In the original agreement, half the affordable apartments were supposed to be family-size, with two or three bedrooms. But when Forest City Ratner released the revised plans in November 2011, the overwhelming majority of the below-market units were studios or one-bedrooms, and none had three bedrooms. As public subsidies are awarded per unit, this makes it more profitable for developers to build smaller apartments.
The developer also skewed the planned income mix higher in order to make up for a funding gap, Oder reported. In New York, “affordability” is based on percentages of the metropolitan “area median income” (AMI). As this includes several affluent suburban counties, it’s $83,000 a year for a family of four, substantially more than the median for city households.
Originally, Forest City promised that 40 percent of the development’s total of 2,250 affordable units would be for low-income people, who make 30-50 percent of AMI, 40 percent moderate-income (60-100 percent of AMI), and 20 percent middle-income (100-140 percent of AMI). Yet it decided to build more apartments for the highest level that could be considered “middle-income”: 140-160 percent of AMI, or between $104,580 and $119,520 for a family of three. With rents pegged at 30 percent of income, this means a two-bedroom apartment would cost about $2,740.
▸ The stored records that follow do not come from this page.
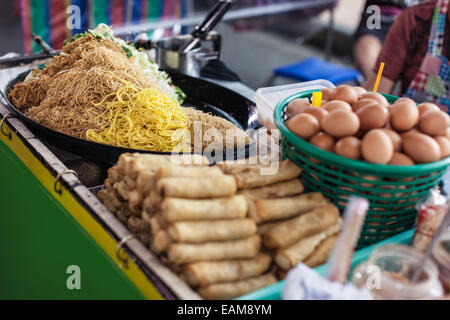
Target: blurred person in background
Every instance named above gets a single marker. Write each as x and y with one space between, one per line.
369 37
417 53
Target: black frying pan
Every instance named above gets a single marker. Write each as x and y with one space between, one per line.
201 94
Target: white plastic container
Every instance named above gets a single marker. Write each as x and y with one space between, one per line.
267 98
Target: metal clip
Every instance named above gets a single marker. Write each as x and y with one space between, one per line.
2 122
65 171
124 260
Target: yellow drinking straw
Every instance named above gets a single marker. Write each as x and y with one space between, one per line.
317 99
377 82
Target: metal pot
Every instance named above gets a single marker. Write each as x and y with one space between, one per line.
169 55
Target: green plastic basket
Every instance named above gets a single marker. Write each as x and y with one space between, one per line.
393 191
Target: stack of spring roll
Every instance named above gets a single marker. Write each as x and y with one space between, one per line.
193 219
295 227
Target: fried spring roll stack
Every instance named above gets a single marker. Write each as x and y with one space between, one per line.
180 253
146 180
288 257
132 165
282 208
250 176
214 230
200 274
229 290
292 230
176 209
278 190
196 188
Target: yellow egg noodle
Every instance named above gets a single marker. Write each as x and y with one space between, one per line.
143 119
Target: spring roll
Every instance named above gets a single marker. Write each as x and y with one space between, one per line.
137 225
200 274
155 226
277 190
151 202
213 230
320 256
144 238
108 199
197 188
229 290
160 242
152 162
146 179
252 177
171 171
130 183
237 166
287 258
180 253
263 228
276 209
285 234
252 211
135 201
121 189
174 209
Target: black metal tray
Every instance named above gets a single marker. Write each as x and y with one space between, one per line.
201 94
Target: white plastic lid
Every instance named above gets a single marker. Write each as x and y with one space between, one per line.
267 98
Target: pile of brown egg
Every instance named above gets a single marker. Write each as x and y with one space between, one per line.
361 125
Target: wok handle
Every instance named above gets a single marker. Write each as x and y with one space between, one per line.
213 18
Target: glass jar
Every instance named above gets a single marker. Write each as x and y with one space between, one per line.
388 271
441 255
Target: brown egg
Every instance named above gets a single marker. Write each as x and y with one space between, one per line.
345 93
377 147
421 148
395 139
409 132
434 123
359 91
444 145
362 103
427 106
372 116
407 100
327 94
349 147
303 125
447 134
336 105
340 123
323 141
401 159
375 96
404 115
317 112
297 106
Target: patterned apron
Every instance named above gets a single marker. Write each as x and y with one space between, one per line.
432 82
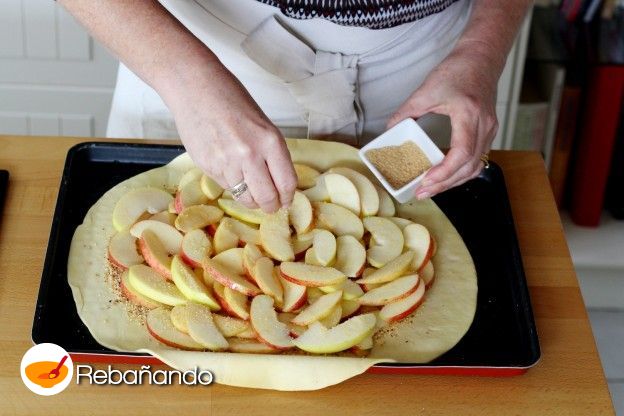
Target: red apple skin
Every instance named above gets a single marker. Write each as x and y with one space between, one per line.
188 260
427 286
268 344
299 282
151 261
427 256
227 282
299 304
407 312
169 343
226 306
350 315
211 230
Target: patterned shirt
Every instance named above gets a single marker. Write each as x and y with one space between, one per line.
373 14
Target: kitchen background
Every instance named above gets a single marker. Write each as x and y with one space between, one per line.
560 94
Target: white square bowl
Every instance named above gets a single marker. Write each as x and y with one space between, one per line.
406 130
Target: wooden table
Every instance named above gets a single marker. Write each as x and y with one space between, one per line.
568 380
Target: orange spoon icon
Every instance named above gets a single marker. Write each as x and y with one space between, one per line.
54 373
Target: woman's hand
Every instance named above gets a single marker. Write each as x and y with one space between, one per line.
463 87
228 136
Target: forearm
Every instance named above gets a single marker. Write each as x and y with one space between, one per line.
150 41
491 30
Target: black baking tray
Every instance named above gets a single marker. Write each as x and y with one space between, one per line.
502 336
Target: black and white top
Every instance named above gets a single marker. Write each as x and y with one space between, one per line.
373 14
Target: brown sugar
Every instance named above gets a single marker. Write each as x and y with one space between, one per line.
399 164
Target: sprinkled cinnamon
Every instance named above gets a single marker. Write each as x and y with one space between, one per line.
399 164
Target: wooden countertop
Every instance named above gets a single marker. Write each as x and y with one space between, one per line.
568 380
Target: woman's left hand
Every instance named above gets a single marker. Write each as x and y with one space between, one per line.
463 87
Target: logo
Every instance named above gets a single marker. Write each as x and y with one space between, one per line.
47 369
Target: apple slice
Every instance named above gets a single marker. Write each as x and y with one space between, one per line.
159 326
350 256
193 174
319 309
320 340
210 188
295 295
287 317
197 216
202 328
398 310
310 257
318 192
363 347
428 274
248 334
302 242
390 271
233 303
265 279
170 238
155 253
369 286
249 346
189 195
134 203
148 282
306 176
309 275
230 326
228 277
134 295
196 246
314 293
333 318
224 237
232 259
342 192
239 211
264 321
338 220
251 254
369 197
349 308
418 239
350 289
301 214
179 318
164 216
390 292
386 240
323 248
190 285
275 236
386 204
122 250
245 233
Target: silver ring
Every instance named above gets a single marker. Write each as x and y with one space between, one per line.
238 190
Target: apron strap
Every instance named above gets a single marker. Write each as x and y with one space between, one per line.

The New York City Housing Development Corporation, which generally prefers that developments it subsidizes be close to half family-sized units, agreed to a deal in which less than 20 percent were. In a statement obtained by Oder, HDC said that the recession had made it harder for Forest City Ratner to finance the project, and the preference for larger apartments was “a target that we seek to achieve, and is not meant to be interpreted as a non-negotiable rule or regulation.”
City Councilmember Letitia James, who represents the surrounding neighborhood and had pushed for more large apartments, told Oder that the changed income mix was an “appeal to higher-end individuals as opposed to residents who need it most.”